Kamis, 16 Agustus 2018 – 19:48 WIB
Pengambilan sumpah para saksi dalam persidangan dugaan korupsi terkait penerbitan SKL BLBI untuk obligor Sjamsul Nursalim dengan terdakwa eks Ketua BPPN Syafruddin A Temenggung di Pengadilan Tipikor Jakarta Pusat. Foto: Ist.

jpnn.com, JAKARTA - Mantan Sekretaris Kabinet Bambang Kesowo mengakui bahwa keputusan penghapusan utang petani tambak udang di bank beku operasi (BBO) Bank BDNI diambil pada saat sidang kabinet terbatas 11 Februari 2004 yang dipimpin oleh Presiden Megawati Soekarnoputri.

Namun, menurut dia, sidang itu diagendakan bukan atas permintaan Komite Kebijakan Sektor Keungan (KKSK) dan bukan dalam rangka penyelesaian kewajiban BLBI BDNI, tapi atas usulan aparat keamanan sebagai antisipasi untuk menjaga tidak meluasnya gejolak sosial saat itu.

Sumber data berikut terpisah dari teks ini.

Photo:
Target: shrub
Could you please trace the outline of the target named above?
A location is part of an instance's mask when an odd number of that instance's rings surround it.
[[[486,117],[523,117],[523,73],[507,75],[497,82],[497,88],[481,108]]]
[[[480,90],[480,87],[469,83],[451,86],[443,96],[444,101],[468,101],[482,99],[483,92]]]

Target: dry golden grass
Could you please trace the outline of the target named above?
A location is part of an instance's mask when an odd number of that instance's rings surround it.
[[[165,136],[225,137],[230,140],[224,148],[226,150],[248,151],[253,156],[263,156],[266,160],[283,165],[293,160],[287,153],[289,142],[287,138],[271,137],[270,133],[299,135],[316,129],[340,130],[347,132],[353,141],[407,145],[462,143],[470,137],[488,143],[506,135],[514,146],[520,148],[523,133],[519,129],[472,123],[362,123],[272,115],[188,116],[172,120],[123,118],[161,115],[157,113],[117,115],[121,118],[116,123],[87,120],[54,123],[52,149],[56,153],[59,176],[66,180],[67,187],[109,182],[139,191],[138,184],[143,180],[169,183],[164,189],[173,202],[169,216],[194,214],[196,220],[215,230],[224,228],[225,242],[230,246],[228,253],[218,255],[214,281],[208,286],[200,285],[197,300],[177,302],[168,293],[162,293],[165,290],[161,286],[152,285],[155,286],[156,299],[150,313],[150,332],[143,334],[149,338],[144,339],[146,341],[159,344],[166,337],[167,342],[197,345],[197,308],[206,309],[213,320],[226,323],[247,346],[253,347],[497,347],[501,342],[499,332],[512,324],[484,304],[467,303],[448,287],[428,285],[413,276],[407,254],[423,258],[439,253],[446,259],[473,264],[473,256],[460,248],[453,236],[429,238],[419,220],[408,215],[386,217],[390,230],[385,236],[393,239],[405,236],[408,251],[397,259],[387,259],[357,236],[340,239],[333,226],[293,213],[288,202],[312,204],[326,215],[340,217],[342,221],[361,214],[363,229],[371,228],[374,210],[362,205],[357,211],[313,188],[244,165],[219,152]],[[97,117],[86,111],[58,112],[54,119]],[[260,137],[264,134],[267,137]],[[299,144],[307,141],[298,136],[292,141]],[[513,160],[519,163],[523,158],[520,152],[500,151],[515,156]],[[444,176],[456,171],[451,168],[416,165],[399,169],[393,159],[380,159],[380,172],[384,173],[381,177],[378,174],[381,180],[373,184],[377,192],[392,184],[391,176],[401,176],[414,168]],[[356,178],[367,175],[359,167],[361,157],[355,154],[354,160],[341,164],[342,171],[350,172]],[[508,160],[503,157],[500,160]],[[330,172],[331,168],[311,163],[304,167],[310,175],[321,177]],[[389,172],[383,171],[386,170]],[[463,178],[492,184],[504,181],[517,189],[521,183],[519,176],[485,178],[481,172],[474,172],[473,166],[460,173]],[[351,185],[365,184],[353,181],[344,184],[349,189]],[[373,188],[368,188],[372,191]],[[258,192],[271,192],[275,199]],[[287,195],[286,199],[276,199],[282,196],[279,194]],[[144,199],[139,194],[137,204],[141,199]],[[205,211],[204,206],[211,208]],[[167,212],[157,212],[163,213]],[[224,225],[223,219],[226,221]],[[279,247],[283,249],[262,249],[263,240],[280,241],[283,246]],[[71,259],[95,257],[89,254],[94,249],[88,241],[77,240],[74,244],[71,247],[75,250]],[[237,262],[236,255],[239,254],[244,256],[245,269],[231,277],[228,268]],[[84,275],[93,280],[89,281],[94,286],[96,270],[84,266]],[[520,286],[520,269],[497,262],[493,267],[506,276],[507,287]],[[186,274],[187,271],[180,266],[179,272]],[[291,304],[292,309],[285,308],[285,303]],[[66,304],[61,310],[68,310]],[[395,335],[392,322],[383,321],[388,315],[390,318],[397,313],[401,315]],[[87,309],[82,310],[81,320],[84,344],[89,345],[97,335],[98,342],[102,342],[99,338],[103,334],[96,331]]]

BACA JUGA: Sidang Kasus BLBI: Ahli Sebut Penghapusbukuan Bukan Kerugian

“Perlu saya tekankan, rapat terbatas saat itu diagenda bukan atas usulan KKSK, tapi oleh aparat keamanan dan intelijen,” kata Bambang dalam kesaksiannya di sidang lanjutan SKL dengan terdakwa Ketua BPPN Syafrudin Arsyad Temenggung (SAT) di Pengadian Tipikor Jakarta, Kamis (16/8).

Bambang mengatakan, pada saat itu petani tambak sedang mengalami kesulitan berat karena devaluasi rupiah yang membuat hutang mereka membengkak dan ditambah suku bunga yang amat tinggi terus berjalan. Sehingga, mereka tidak mampu membayar kewajiban cicilan kredit mereka ke bank.

BACA JUGA: Ini Dasar BPPN Terbitkan SKL untuk Sjamsul Nursalim

Inilah yang membuat pertani resah hingga menimbulkan kerusuhan sosial ekonomi yang dikhawatirkan berpotensi menjadi semakin meluas di tengah krisis saat itu. Atas pertimbangan itulah, kemudian aparat keamanan meminta ada sidang kabinet untuk membahas masalah kredit petani tambak ini.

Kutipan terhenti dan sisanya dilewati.